Vor 300 Jahren, am 7. Februar 1723, hatte Johann Sebastian Bach sein "Bewerbungsgespräch" in Leipzig für die Stelle als Thomaskantor. Der Köthener Hofkapellmeister führte zwei Kantaten auf, war aber dennoch zuerst nur dritte Wahl. Karin Wollschläger sprach mit dem derzeitigen Amtsinhaber, Andreas Reize, über musikalische Größe und menschliche Schwächen.
Was hat Johann Sebastian Bach bewogen, sich auf Ihre Stelle zu bewerben?
Andreas Reize: Wir wissen über die Ratsprotokolle zum Auswahlverfahren, dass Bach bestenfalls dritte Wahl war – Georg Philipp Telemann war der klare Favorit. Nach dessen Absage kam Christoph Graupner ins Spiel, der dann schließlich absagen musste. Leider fehlen die Passagen, warum Bach am Ende doch den Zuschlag bekam. Er bewarb sich ja aus seiner Stelle als Kapellmeister in Köthen heraus. Er hatte da eigentlich alles: ein Profi-Orchester am Hof, ein professionelles Sänger-Ensemble, darunter auch seine spätere Ehefrau Anna Magdalena. Aber dann begann sein Dienstherr, Fürst Leopold von Anhalt-Köthen, immer mehr Schulden zu machen, heiratete eine wenig der Musik zugetane Frau – eine "Amusa" wie Bach an Georg Erdmann schreibt – und die Hofkapelle wurde verkleinert. Da Bach aber weiterhin große Ambitionen hatte, bewarb er sich nach Leipzig.

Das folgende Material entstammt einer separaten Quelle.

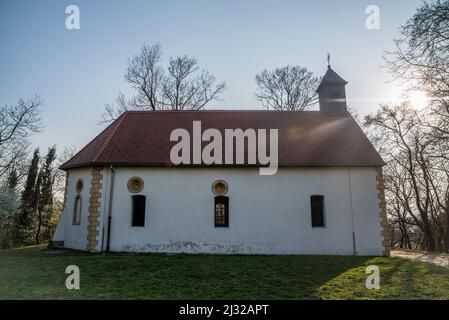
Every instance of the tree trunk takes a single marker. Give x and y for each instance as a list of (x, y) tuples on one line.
[(39, 225)]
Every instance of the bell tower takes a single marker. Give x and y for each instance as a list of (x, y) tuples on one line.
[(332, 93)]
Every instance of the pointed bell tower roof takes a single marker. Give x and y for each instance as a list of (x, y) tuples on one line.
[(331, 77)]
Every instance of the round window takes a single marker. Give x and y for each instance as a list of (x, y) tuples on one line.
[(135, 184), (79, 185), (220, 187)]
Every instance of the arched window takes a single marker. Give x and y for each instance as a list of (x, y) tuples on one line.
[(77, 210)]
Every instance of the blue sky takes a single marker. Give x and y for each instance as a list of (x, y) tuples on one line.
[(77, 72)]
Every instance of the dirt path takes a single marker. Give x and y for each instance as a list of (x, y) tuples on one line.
[(435, 258)]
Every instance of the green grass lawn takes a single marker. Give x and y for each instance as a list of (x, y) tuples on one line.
[(37, 273)]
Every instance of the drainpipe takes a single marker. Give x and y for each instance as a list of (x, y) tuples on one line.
[(354, 247), (111, 193)]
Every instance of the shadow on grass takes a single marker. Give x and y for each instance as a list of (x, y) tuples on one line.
[(159, 276)]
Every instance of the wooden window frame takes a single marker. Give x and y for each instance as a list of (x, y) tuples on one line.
[(133, 219), (221, 200), (76, 220), (321, 221)]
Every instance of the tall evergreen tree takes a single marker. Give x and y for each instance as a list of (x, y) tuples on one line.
[(24, 219), (13, 180), (44, 191)]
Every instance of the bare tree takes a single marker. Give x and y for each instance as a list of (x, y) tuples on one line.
[(17, 122), (182, 87), (421, 58), (416, 178), (287, 88)]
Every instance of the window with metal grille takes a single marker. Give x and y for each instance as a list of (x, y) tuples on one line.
[(317, 209), (138, 211), (221, 211)]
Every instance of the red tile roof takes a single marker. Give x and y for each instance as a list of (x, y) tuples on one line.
[(306, 138)]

Also war Leipzig ein Abstieg für ihn?
Na, also der Titel Kapellmeister aus Köthen war ihm schon sehr wichtig, und er nannte sich in Leipzig auch weiter so. Nur Thomaskantor war ihm zu wenig. Finanziell hat er sich in Leipzig nicht unbedingt verbessert. Er begründete den Wechsel letztlich mit zwei Dingen: der familiären Situation – seine ältesten beiden Söhne begannen mit dem Studium, da bot sich die Studentenstadt Leipzig an. Zum anderen war sein musikalisches Hauptanliegen, Kirchenmusik zu Gottes Ehren zu schreiben – und das konnte er mit der Leipziger Stelle bestens, anders als in Köthen.
Wie würden Sie Bach beschreiben?
Bach ist universell. Bach war theologisch höchst gebildet. Er steht wie eine Sonne inmitten der musikalisch-bachischen Familie. In dieser großen Musikerfamilie hat er alles mitbekommen, was man an musikalischer Bildung damals mitbekommen konnte, und zwar auf höchstem Level. Im Umgang war er vermutlich weniger zugänglich als ich (lacht). Er war wohl ein Mensch mit Ecken und Kanten. Aus Ratsprotokollen wissen wir, dass er sich immer mal wieder mit Leuten angelegt hat. Das hat in Arnstadt begonnen und zog sich dann bis Leipzig hin. Ich denke, er hatte einfach höchste Ansprüche und war kein Mann der Kompromisse. Er hat ganz genau gewusst, was er will.
Wie sehr setzt Ihre Interpretation von Bach die Beschäftigung mit Theologie voraus?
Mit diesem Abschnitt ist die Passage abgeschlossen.